I asked if being a proud Italian-American made it difficult for him to promote the stereotypical references of Italians in the mafia represented by his film. “Not at all. This really isn’t a ‘mob movie’ set to glamorize gangsters,” he said. “The film represents what it was like in our neighborhood, and there is no escaping that. But the message was that crime didn’t pay, and the life of a mobster was not the life to live. It really was about the integrity of ‘the working man’ and the life ‘not’ to lead.”
Since then, Chazz has been a true and wonderful friend. He came to my house for my daughter’s birthday, flew in for my restaurant’s grand opening, and has appeared at my festivals. I have presented his two, one-man plays, “Chazz Palminteri: My Life In Song” and the stage version of “A Bronx Tale.” Both actually brought tears to my eyes as he re-creates all 27 characters in the film, masterfully, convincingly and passionately.

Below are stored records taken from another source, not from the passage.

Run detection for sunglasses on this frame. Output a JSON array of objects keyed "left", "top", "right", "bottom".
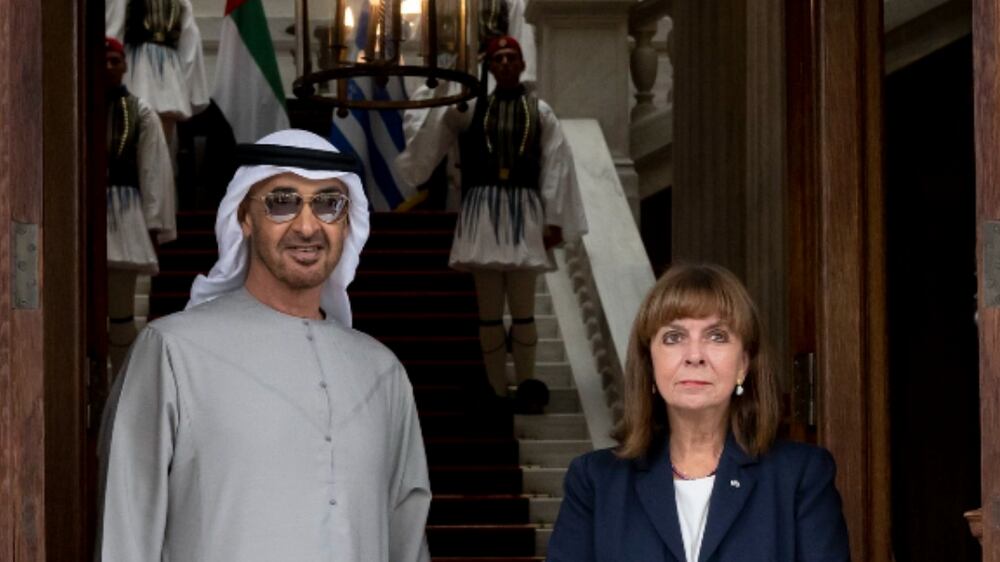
[{"left": 249, "top": 190, "right": 350, "bottom": 224}]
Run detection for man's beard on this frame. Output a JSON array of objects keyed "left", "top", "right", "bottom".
[{"left": 250, "top": 229, "right": 338, "bottom": 291}]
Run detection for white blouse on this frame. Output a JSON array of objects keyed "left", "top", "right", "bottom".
[{"left": 674, "top": 476, "right": 715, "bottom": 562}]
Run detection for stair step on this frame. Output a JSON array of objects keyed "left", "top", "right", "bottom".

And he is as busy as ever! He has his own vodka, called Bivi Vodka, made in his hometown in Sicily. Keep an eye out for the vodka to make “special” appearances at The Arcada and at our festivals! He is preparing his Broadway musical adaptation of “A Bronx Tale.” He is writing, producing and acting regularly, and, of course, still performing his one-man play, the one that started it all.
I am so excited he is returning to The Arcada with his one-man masterpiece of “A Bronx Tale” on Oct. 15! Once again, we will be treated to an incredible performance of neighborhood life in the ’60s. Much of that life can be identified with here in Chicago, at least that’s how I remember it.
If you know the movie, you know the most famous line of “Now you’se can’t leave.” I guarantee, if you come see this performance, you truly won’t want to!